May 18, 2010 1 comment

Misleading title. We actually didn’t get on the flight. But we did get to the airport, through security and on the express moving sidewalk thing. It was a sad walk back.

It was quite a pre-adventure. We will call it our dress rehearsal, and my goodness we did it well.

Currently we are at the EWB house, refusing to un-pack, so the bags stay in the living room creating a larger fire hazard then any of us would like admit.

Our heads and our hearts were ready to leave last night, it is weird feeling to say goodbye to yourself, we will change this summer. Time anywhere makes a person grow. Coming back to the house was not what we had expected to do last night, and I think we were all a little in shock when we finally got home in the wee hours of the morning.

Pre-departure training was a unique experience, it was intense. We worked hard, much of our time was spent learning about our roles in our placements.

Our homework one night was to create a value chain (see value chain tab) for anything. Jessica and I choose to do honey.

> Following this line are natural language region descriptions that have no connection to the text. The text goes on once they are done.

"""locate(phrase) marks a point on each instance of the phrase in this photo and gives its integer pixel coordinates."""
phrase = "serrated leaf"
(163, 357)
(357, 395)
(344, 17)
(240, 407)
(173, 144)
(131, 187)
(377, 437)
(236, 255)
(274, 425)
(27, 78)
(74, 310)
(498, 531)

A simple chain that looks at inputs, production, processing and distribution of a product. The original process was simple.

Source: Hans Hesse Intro to Agriculture Value Chains

Yet, when we presented it to Trevor, he shut us down pretty quickly 🙂 in a good way. We weren’t diving into the complexity of the AVC. we were then sent to the board with an hour to figure it all out. After a quick learning curve involving tomatoes in Ontario we went to it. Below is the result.

Check out our chalk board masterpiece

Anyway, I will post more about AVCs hopefully tomorrow. It has gotten late already, and today has been a long day figuring out how to fix the flights and get us to Southern Africa as soon as possible.

We are now leaving on Wednesday, volcano clouds permitting.